Allí hay varios barcos. Los conocí enteros cuando Carmelo Gómez protagonizó 'La carta esférica', una versión cinematográfica del libro de Arturo Pérez-Reverte. El mar los ha ido desguazando y ya no dejan crear más pecios allí. Mientras en otros países, como Malta, hunden barcos militares que se convierten en atractivo mundial para un turismo sostenible, aquí algún cenutrio ha pensado que esos arrecifes artificiales son malos. Podía haber estado ese técnico tan solícito con el Mar Menor, habríamos salido todos ganando, pero no es lo mismo el sector ganadero que el buceo deportivo, como no es lo mismo el Rey emérito que el tipo de la cola del supermercado.

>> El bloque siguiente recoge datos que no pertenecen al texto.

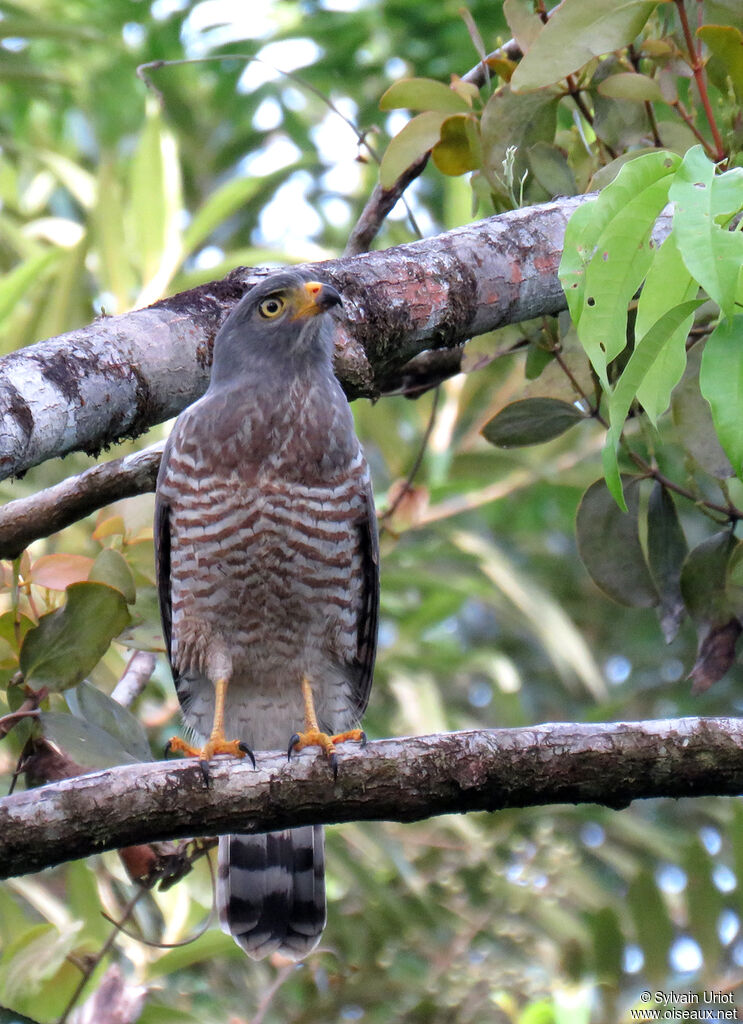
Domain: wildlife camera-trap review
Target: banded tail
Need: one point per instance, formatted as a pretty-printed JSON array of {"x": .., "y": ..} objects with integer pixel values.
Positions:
[{"x": 271, "y": 891}]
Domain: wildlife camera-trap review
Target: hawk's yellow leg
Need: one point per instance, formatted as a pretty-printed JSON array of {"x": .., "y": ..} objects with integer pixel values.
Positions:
[
  {"x": 312, "y": 736},
  {"x": 217, "y": 743}
]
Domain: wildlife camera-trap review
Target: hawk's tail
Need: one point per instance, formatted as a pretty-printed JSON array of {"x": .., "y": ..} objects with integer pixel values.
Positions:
[{"x": 271, "y": 891}]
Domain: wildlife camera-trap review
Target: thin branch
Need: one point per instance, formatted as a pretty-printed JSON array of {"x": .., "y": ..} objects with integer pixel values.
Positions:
[
  {"x": 382, "y": 200},
  {"x": 394, "y": 779},
  {"x": 48, "y": 511}
]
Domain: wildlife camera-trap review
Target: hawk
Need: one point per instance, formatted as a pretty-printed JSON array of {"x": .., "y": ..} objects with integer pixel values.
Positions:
[{"x": 267, "y": 561}]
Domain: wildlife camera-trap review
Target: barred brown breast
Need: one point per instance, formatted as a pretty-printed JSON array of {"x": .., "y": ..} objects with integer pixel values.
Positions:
[{"x": 268, "y": 578}]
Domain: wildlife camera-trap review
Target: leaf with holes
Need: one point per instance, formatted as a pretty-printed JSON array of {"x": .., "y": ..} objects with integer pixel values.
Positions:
[{"x": 712, "y": 254}]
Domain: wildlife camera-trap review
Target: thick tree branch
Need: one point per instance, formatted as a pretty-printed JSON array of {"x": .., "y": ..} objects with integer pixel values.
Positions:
[
  {"x": 120, "y": 375},
  {"x": 48, "y": 511},
  {"x": 393, "y": 779}
]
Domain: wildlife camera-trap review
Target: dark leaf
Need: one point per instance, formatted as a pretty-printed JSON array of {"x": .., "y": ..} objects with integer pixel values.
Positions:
[
  {"x": 112, "y": 567},
  {"x": 85, "y": 743},
  {"x": 609, "y": 547},
  {"x": 88, "y": 702},
  {"x": 715, "y": 654},
  {"x": 71, "y": 641},
  {"x": 666, "y": 551},
  {"x": 704, "y": 579},
  {"x": 531, "y": 421}
]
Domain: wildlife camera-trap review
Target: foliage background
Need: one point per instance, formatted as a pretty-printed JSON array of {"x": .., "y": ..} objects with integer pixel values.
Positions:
[{"x": 111, "y": 199}]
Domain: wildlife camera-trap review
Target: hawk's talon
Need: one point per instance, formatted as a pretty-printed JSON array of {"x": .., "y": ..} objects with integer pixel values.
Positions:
[
  {"x": 248, "y": 752},
  {"x": 314, "y": 737}
]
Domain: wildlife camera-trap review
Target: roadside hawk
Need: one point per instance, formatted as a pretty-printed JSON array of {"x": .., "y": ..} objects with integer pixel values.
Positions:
[{"x": 268, "y": 576}]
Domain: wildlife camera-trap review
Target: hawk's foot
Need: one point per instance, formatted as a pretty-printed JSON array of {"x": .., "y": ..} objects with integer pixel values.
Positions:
[
  {"x": 313, "y": 737},
  {"x": 214, "y": 745}
]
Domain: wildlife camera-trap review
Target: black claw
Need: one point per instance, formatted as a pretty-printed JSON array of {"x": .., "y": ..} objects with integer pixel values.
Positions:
[{"x": 248, "y": 752}]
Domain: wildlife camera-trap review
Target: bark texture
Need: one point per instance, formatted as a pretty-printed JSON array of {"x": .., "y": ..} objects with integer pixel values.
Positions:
[
  {"x": 393, "y": 779},
  {"x": 121, "y": 375}
]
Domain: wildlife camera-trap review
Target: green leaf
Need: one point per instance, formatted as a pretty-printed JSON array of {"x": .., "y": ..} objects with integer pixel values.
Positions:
[
  {"x": 610, "y": 549},
  {"x": 88, "y": 702},
  {"x": 551, "y": 168},
  {"x": 577, "y": 32},
  {"x": 156, "y": 199},
  {"x": 531, "y": 421},
  {"x": 87, "y": 744},
  {"x": 459, "y": 147},
  {"x": 704, "y": 579},
  {"x": 619, "y": 255},
  {"x": 69, "y": 642},
  {"x": 720, "y": 381},
  {"x": 641, "y": 361},
  {"x": 423, "y": 94},
  {"x": 668, "y": 284},
  {"x": 419, "y": 135},
  {"x": 112, "y": 567},
  {"x": 666, "y": 550},
  {"x": 629, "y": 85},
  {"x": 515, "y": 120},
  {"x": 726, "y": 42},
  {"x": 711, "y": 254}
]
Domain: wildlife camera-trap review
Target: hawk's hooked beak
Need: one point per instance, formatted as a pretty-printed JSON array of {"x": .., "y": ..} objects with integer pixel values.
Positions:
[{"x": 314, "y": 297}]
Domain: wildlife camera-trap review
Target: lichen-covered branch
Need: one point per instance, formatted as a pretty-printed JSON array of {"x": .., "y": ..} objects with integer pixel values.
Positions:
[
  {"x": 48, "y": 511},
  {"x": 392, "y": 779},
  {"x": 121, "y": 375}
]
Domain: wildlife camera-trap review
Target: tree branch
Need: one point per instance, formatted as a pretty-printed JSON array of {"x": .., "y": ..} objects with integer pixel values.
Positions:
[
  {"x": 392, "y": 779},
  {"x": 121, "y": 375},
  {"x": 48, "y": 511}
]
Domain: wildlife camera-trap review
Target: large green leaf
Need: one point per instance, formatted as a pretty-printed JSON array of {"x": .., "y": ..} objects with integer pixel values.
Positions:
[
  {"x": 712, "y": 254},
  {"x": 531, "y": 421},
  {"x": 615, "y": 255},
  {"x": 419, "y": 135},
  {"x": 610, "y": 549},
  {"x": 576, "y": 32},
  {"x": 720, "y": 380},
  {"x": 95, "y": 708},
  {"x": 641, "y": 361},
  {"x": 668, "y": 284},
  {"x": 69, "y": 642}
]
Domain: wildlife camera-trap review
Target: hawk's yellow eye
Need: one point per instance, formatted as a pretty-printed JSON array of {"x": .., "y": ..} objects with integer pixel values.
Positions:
[{"x": 271, "y": 307}]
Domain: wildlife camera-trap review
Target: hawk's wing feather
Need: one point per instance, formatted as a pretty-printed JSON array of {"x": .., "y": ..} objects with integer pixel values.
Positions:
[{"x": 368, "y": 614}]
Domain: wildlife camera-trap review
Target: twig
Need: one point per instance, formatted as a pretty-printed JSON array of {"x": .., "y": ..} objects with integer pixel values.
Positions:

Allí escapé por una hora del Rey de España, bajo las aguas azules a la sombra de Cabo Cope. Cuando me quedaba poco aire y el guía de la inmersión, Luis, nos hizo las señales preceptivas, vi un ancla antigua que seguía intacta sobre el fondo de las cuadernas de un barco desguazado y pensé que el barco estaba hecho para avanzar por el mar hacia el futuro mientras el ancla era un retén que buscaba la inmovilidad. Del barco quedaba el esqueleto que tanto asemeja al de una ballena mientras el ancla seguía allí y allí seguiría para siempre.
No sentí pena y me gustó ser como el barco y, un día, descansar allí entre meros y congrios. Y volví a la superficie a seguir oyendo las noticias en la radio del coche.